We old sourballs at Critical Pages have never liked President Morsi. His party, composed primarily of the Muslim Brotherhood and a sprinkling of conservative Islamic groups, was the last to take part in the grassroots uprising that overthrew the autocratic Hosni Mubarak — an uprising that succeeded when the military withdrew their support of Mubarak, forced him out of office and took him prisoner. And when the Muslim Brotherhood did begin to participate in the move against Mubarak, they said they were not interested in political power and would not field a presidential candidate.
That was merely the first in a long list of lies and stealth maneuvers that brought Morsi and the Muslim Brotherhood to power. And after getting into office President Morsi behaved like a man who, having won the election, believes he has an intrinsic right to do whatever he pleases. And what pleased him was to acquire more and more power. At one point in 2012 he granted himself unlimited powers to “protect” the nation and the power to legislate without judicial oversight or review. Yup, he was a rotten president.
But we old sourballs don’t feel like celebrating the overthrow of a democratically elected president, even a rotten one, by a military junta acting in the name of “the people,” by which they mean the mobs in the street. That mob is made up of secularists, yes, and liberals, yes, and also by lots of supporters of Mubarak and by religious zealots more backward than the Muslim Brotherhood. But even if those cheering in Tahrir Square had been saints and angels, it’s still a lousy way to remove a president from office.
So the military powers have rolled out the armored personnel carriers, arrested the president, arrested the leaders of his political party, suspended the constitution and announced to the cheering throngs that they, the generals, will present them with a roadmap to the future. The last time this happened was at the fall of Mubarak and after the military had been in power for a while the mobs discovered they didn’t like it.
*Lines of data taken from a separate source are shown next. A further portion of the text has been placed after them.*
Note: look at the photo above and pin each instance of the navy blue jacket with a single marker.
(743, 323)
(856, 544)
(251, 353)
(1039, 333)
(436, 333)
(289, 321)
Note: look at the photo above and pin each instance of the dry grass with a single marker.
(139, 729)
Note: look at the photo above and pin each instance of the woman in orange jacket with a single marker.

Maybe this is what Egypt needed to do. Maybe the political system had failed — it certainly looked that way — we know the economy was failing and maybe the society as a whole was sliding toward failure. Now, this time, maybe the secularists will get their act together, get organized, field one candidate and not three. Maybe Egyptian society will get around to the concept that people have certain rights regardless of which party wins an election. Maybe the idea of live-and-let-live will spread everywhere.